Another idea would be to show that $I(X;Y)$ accepts no maximum over $p(y|x)$, except for the boundaries. I dont know however how this can be shown. What I know is that $I(X;Y)$ is always upperbunded by $\min[ H(X),H(Y)]$, simply from the symmetry of $I(X;Y)=H(Y)-H(Y|X)=H(X)-H(X|Y)$.

0
On

I'll give here a direct line of reasoning that doesn't involve relative entropies.

The mutual information (MI), generally written as $I(X:Y)$, should maybe more accurately be written as a function of joint probability distributions $p:(x,y)\mapsto p(x,y)$, as: $$I(X:Y)\equiv I(p)\equiv \sum_{x,y} p(x,y) \log \frac{p(x,y)}{p_X(x)p_Y(y)},\tag1$$ where $p_X(x)\equiv \sum_y p(x,y)$ and $p_Y(y)\equiv\sum_x p(x,y)$ are the marginal distributions (which, we can already note, are linear functions of $p$). When discussing concavity/convexity wrt the conditional distribution, what we are doing is writing the joint distro as $p(x,y)=p_X(x)p_C(y|x)$, where I defined the conditional distribution as $p_C(y|x)\equiv \frac{p(x,y)}{p_X(x)}$. But more generally, one can imagine $p_X$ and $p_C$ as independent variables, and study the functional relation of $I$ on both.

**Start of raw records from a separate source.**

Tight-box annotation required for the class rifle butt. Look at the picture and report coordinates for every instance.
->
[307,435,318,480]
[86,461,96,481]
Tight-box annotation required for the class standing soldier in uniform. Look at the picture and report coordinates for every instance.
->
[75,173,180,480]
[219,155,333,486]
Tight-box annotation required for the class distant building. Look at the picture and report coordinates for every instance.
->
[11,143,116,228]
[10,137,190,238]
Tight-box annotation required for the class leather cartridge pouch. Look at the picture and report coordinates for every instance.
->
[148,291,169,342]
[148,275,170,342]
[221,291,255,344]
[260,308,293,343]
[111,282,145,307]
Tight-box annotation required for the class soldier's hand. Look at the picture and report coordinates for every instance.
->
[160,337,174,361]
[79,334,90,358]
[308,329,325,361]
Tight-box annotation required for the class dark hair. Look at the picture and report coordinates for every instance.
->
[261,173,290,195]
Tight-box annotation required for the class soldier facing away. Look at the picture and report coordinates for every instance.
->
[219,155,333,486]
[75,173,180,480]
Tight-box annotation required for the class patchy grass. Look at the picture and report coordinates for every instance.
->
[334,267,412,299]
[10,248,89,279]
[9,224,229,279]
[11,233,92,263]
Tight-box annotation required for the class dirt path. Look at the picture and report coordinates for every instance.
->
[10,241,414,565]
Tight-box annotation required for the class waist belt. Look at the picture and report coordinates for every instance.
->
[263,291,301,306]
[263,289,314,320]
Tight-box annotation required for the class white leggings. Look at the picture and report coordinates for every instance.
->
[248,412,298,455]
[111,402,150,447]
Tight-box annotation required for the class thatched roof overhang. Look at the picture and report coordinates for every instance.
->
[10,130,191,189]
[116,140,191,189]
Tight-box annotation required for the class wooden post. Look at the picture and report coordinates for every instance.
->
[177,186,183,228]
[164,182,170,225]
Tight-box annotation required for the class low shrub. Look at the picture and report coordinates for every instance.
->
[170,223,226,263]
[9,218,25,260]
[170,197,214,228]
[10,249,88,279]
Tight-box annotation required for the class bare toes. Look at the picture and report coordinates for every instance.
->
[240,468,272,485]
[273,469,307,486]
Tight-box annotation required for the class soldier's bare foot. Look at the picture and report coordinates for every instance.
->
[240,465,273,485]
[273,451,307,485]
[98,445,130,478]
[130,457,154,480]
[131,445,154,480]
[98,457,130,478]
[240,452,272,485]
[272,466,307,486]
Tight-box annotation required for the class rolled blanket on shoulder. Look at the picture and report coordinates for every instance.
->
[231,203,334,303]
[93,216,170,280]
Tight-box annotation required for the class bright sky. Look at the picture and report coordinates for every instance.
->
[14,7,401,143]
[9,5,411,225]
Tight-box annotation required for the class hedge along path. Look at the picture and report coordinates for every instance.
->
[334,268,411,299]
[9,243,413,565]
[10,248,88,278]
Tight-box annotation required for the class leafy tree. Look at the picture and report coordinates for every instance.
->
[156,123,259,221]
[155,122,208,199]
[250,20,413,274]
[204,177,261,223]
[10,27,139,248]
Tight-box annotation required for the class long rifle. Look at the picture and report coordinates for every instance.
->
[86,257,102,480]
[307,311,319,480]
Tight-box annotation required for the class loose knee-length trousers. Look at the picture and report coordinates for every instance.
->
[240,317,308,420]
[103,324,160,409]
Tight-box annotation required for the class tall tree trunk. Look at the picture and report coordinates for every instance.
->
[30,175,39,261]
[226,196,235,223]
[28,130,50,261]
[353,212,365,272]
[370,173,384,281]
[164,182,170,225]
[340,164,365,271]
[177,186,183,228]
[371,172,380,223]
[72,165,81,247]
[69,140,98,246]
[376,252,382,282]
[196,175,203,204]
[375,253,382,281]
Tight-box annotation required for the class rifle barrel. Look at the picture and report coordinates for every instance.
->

In other words, we are essentially writing the MI as $$I(p) \equiv I(p_X,p_C).\tag2$$ This is useful because if we now use the standard identity $I(X:Y)=H(X)-H(X|Y)$, we can more precisely write the associated functional relations as $$I(p_X,p_C) = H(p_X) - H(Y|X; p_X,p_C),\tag3$$ where I wrote $H(Y|X;p_X,p_C)$ to denote the conditional entropy written as a function of marginal $p_X$ and conditional $p_C$. Explicitly, this reads $$H(Y|X;p_X,p_C) \equiv \sum_x p_X(x) H(Y|X=x; p_C), \qquad H(Y|X=x; p_C)\equiv H(p_C(\bullet|x)),\tag4$$ where $p_C(\bullet|x):y\mapsto p_C(y|x)$ denotes the conditional distribution $p_C$ thought of as a function of $y$, for a given value of $x$.

With these relations, we've got everything in place to show that $I(p_X,p_C)$ is convex wrt $p_C$, and concave wrt $p_X$:

  1. We know that the Shannon entropy is concave in its argument, and we see from (4) that $H(Y|X;p_X,p_C)$ is linear in $p_X$. Hence, looking at (3), we see that $I(p_X,p_C)$ is a difference between a concave (wrt $p_X$) function and a linear (wrt $p_X$) function, and is thus also concave wrt $p_X$.
  2. From (3) we see that $I(p_X,p_C)$ depends on $p_C$ only via the conditional entropy. But from (4) we see that $H(Y|X;p_X,p_C)$ is a convex combination of the functions $H(Y|X=x;p_C)$, which are all concave in $p_C$. Hence $H(Y|X;p_X,p_C)$ is concave in $p_C$, and thus $I(p_X,p_C)$ is convex in $p_C$.